Długą i męczącą cisze przerwał dźwięk dzwoniącego telefonu. Minęła go szybko i poszła w,kierunku salonu, gdzie została komórka. 

- Cześć kochana. Nie przeszkadzam?- spytała Joanna
- Ty nigdy- odparła Ula
- Radek całkowicie zwariował na punkcie mojej ciąży. Już zaczął urządzać pokoik.
- A ty jak się czujesz?
- Dobrze. Wciąż jestem głodna ale oprócz tego w porządku.  A co u ciebie?
- Marek chce mieć dziecko
- Co?- wykrztusiła zaskoczona Asia
- Prawie wylądowaliśmy w łóżku ale ja to przerwałam. I powiedziałam ,że nie chce wpaść a on ,że  by się cieszył gdyby na świecie pojawiło się dziecko.

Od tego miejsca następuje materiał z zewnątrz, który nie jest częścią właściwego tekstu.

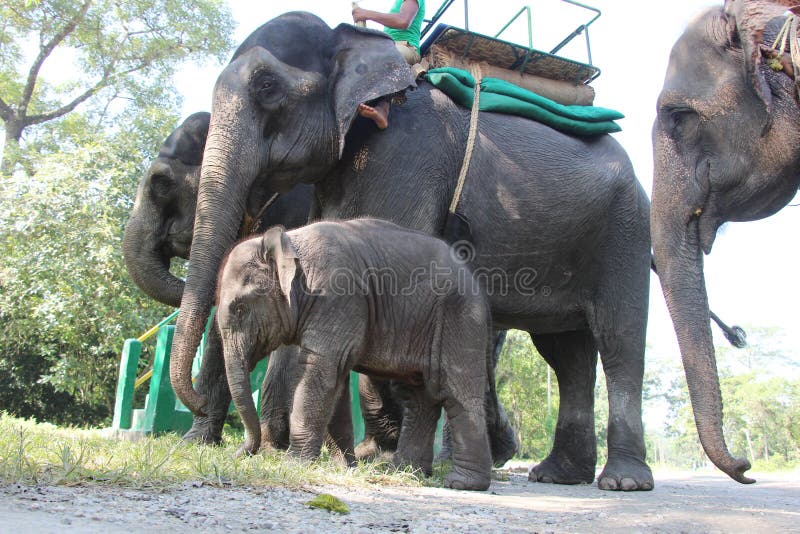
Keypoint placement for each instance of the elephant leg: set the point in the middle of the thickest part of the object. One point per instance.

- Uważam ,że powinnaś się zgodzić.
- Słucham?
- Znacie się od roku.  Kocha cię i skoro chce dziecko to ma poważne plany.
- Asia ale ja nie chcę zaręczyn.  Aleks nie pojawił się. Nawet nie wie o zerwanych zaręczynach i to dawno.
- Zapomnij o nim. Teraz masz Marka i z nim ułóż sobie życie.

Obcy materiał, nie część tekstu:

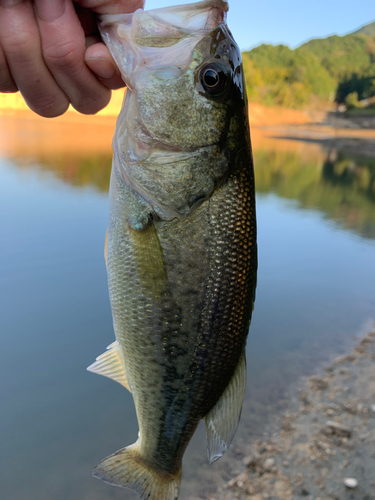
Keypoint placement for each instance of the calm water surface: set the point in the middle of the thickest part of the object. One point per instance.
(316, 290)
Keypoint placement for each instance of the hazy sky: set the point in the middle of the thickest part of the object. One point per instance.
(291, 22)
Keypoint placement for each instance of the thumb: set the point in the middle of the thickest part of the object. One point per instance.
(104, 7)
(100, 61)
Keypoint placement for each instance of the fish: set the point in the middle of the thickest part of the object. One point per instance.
(181, 246)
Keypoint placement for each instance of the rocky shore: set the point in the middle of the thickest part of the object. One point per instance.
(325, 450)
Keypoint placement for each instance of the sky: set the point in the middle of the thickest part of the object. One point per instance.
(290, 22)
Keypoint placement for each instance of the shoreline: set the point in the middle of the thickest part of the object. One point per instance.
(327, 436)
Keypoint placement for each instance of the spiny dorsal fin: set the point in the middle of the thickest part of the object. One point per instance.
(222, 420)
(111, 365)
(106, 248)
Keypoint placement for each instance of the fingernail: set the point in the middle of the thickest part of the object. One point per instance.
(101, 67)
(49, 10)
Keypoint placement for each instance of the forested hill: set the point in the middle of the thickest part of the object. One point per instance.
(329, 69)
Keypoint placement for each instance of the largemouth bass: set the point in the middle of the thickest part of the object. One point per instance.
(181, 254)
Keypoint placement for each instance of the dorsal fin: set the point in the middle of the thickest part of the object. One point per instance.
(111, 365)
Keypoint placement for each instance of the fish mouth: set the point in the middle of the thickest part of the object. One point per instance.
(159, 37)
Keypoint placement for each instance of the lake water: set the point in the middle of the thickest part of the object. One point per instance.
(316, 290)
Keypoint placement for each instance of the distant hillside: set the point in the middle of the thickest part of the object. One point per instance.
(320, 70)
(368, 29)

- No nie wiem. Boję się  kolejny raz zaangażować.
- Kochasz go?
- W tej chwili to nie ważne
- Najważniejsze. Więc?
- Zależy mi na nim. Dobra ja kończę- dodała .
Rozłączyła się i odłożyła telefon. Lubiła te rozmowy z przyjaciółką.  Jednak nie chciała rozmawiać o uczuciach.
                          ************************
Joanna kończyła właśnie zmywać naczynia i usiadła obok narzeczonego na kanapie.
 W telewizji leciała jakaś komedia.  Położyła głowę na jego ramieniu. Pocałował ją w czoło. 
- Kocham cię wiesz?- zapytała
- Wiem. I też cie kocham- odparł i pocałował ją w usta.
- Chciałam spytać  jak spędzimy w tym roku święta?
- Chciałem pojechać do rodziców do Krakowa.
-  Świetnie. To ,kiedy jedziemy?
- W wigilię
- Chciałabym jeszcze jutro wpaść do Marka i Uli
- Ja niestety nie mogę. Muszę zostać dłużej w pracy. Pozdrów ich ode mnie jak tam będziesz
- Dobrze. I powiem im ,że chce aby zostali świadkami na naszym ślubie.
  - Wiesz do czerwca mamy jeszcze sporo czasu.
- Tak przed nami jeszcze narodziny naszej córki albo syna- dodała
- Już nie mogę się doczekać- odparł wyłączając telewizor i wstając z kanapy.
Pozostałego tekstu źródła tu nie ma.